@IntOrgJournal's 75th anniversary special issue on "The Liberal International Order" largely omits international security affairs.

This leads me to ask: What Would Hedley Bull Think? 🤔

[THREAD]
To be fair, the special issue covers a range of important topics facing the world (e.g. climate change) and the editors fully acknowledge the omission of security affairs.

But they justify the omission by saying that security institutions, namely @NATO, seem to be just fine.
One could take issue with the claim that security institutions are presently "alive and kicking" (moreover, the editors even acknowledge that the nuclear nonproliferation regime is "under siege")
politico.com/news/2021/06/1…
But regardless of the current state of global security affairs, Hedley Bull would likely have found the limited discussion of security affairs in an issue about "order" to be curious.
Why should we care what Bull thought? Well, Bull was a key thinker on the concept of "international order"
Why would Bull have found the omission of security affairs from a special issue on "order" to be curious?

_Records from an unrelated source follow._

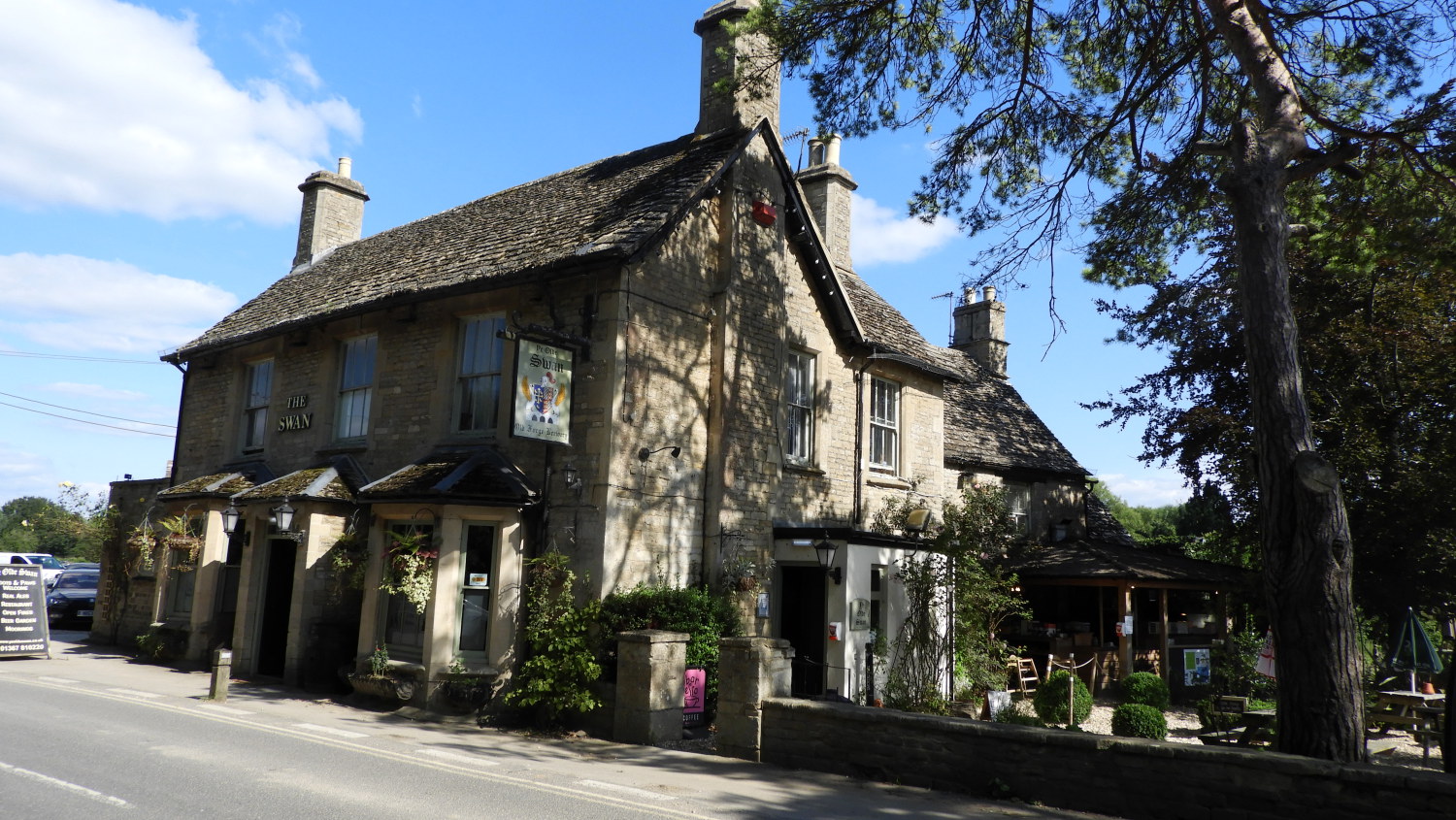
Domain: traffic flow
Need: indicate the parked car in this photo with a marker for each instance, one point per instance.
(73, 598)
(50, 567)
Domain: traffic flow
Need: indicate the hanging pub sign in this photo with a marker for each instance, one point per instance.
(23, 625)
(542, 392)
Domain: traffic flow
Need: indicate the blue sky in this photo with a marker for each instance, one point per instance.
(150, 156)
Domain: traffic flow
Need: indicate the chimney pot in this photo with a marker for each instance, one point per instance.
(832, 148)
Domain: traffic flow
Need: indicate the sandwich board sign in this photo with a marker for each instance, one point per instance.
(23, 625)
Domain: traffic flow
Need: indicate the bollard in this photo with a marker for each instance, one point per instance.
(221, 671)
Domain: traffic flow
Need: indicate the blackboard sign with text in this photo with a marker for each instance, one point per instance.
(23, 625)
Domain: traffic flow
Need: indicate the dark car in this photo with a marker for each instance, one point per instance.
(73, 598)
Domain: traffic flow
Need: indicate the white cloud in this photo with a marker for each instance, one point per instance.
(1153, 488)
(96, 392)
(87, 305)
(116, 108)
(882, 235)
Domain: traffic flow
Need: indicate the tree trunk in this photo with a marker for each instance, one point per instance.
(1307, 537)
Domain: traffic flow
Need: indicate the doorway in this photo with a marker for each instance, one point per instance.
(803, 625)
(273, 631)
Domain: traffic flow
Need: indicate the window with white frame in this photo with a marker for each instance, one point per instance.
(478, 380)
(884, 426)
(355, 387)
(798, 393)
(404, 622)
(181, 564)
(255, 407)
(477, 583)
(1018, 506)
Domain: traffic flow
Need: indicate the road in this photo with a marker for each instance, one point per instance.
(89, 733)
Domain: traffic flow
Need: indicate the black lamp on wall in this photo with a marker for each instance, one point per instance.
(282, 519)
(230, 519)
(826, 551)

Because security issues -- arms control in particular -- were central to Bull's conception of order.
Bull started publishing in the 1960s.

Like Realists (see #KeepRealismReal threads), Bull began his intellectual efforts by thinking about disarmament and arms control negotiations.
His first book, The Control of the Arms Race (1961), examined "the controlled reduction of armaments", which lies at the intersection between disarmament -- the reduction or abolition of arms -- and arms control -- restraint of arms.
amazon.com/control-arms-r…
Thinking about these issues would eventually inform how he thought about a larger topic -- and the topic for which he is best known: international/world order
The connection between "arms control" and "order" is made clear in his 1976 @Journal_IS piece, "Arms Control and World Order" (which was actually the first ever article in IS).

jstor.org/stable/2538573…
He writes that present discussions of order are linked to arms control
And this leads to one of my favorite statements on world order -- it is NOT about moving beyond the state (say to a world government)
In the footnote at the end of that sentence, he states how his forthcoming book -- The Anarchical Society -- will flesh-out this claim.
So what did he argue in The Anarchical Society?

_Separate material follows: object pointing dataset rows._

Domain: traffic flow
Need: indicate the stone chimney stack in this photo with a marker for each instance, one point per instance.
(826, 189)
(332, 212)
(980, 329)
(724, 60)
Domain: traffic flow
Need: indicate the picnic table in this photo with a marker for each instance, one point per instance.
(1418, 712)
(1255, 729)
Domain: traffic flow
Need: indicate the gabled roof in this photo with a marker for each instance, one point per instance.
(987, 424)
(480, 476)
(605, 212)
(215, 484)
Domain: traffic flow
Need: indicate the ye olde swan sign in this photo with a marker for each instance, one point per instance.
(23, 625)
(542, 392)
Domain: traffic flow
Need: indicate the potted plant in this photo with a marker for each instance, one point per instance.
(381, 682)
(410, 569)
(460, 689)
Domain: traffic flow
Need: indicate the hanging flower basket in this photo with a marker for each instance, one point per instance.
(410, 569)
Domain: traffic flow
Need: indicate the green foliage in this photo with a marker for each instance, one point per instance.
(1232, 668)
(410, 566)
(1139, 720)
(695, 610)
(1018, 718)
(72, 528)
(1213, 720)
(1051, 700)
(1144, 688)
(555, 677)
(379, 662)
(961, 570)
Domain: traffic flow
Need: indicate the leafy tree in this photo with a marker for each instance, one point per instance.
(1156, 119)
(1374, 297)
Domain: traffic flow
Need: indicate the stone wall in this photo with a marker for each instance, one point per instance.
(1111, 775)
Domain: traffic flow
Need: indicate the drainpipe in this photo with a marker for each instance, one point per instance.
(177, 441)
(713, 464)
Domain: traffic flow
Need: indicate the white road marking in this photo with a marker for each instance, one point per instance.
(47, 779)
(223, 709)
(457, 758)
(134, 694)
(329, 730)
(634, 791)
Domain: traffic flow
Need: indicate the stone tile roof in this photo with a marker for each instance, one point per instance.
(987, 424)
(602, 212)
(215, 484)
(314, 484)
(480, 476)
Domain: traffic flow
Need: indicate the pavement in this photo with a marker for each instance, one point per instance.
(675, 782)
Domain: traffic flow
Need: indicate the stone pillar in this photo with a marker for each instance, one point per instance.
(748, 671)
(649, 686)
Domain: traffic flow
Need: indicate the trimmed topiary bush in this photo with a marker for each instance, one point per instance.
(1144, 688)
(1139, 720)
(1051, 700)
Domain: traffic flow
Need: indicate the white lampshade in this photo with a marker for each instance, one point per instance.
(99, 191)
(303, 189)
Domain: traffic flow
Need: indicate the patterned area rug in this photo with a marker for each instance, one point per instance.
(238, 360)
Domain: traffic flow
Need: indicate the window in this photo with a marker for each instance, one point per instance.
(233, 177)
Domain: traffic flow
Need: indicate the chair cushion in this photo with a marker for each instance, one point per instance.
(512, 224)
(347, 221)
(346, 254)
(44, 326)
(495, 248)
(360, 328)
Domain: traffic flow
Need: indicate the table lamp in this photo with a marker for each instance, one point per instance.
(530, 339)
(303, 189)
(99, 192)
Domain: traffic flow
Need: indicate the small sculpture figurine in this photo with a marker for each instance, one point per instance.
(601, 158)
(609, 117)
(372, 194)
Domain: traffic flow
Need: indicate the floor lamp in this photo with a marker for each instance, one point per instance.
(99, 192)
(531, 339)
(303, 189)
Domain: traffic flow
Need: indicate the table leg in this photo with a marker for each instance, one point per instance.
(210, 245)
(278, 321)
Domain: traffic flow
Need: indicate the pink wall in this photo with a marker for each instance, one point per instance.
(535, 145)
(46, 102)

amazon.com/Anarchical-Soc…
Bull's starting point is a key concept - international society
That leads to his next big concept - "international order" (which, unlike the the above IS piece, he distinguishes from "world order" -- which is about humans, not states).
What does Bull mean by this definition of order? He gives a more detailed definition: it's about common interests/goals, rules, & institutions.
A "common goal" for the present international order is maintaining the sovereign existence of states
A key "rule" of the present international order is defining the terms by which violence can be used:
Order does not (and cannot) eliminate violence in the international system: a point Bull makes (unsurprisingly, given his arms control research)
Bull also makes the point to not confuse "order" with "good" or "just"
Indeed, Bull was well aware of the injustice in the order that existed at the time
His "not impressed" attitude toward the existing order makes sense: the book, published in 1977, was his attempt to make sense of the "upheaval of the 1970s". What challenges were facing the world at that time? Bull lists them:
So, in addition to questioning the omission of security issues, the "Liberal International Order" framing at the beginning of the IO special issue would also have gotten a 🤔 from Bull
In sum, given his focus on arms control and his recognition of ever present violence in the international system, Bull would have found the lack of security affairs in the IO special issue to be highly curious.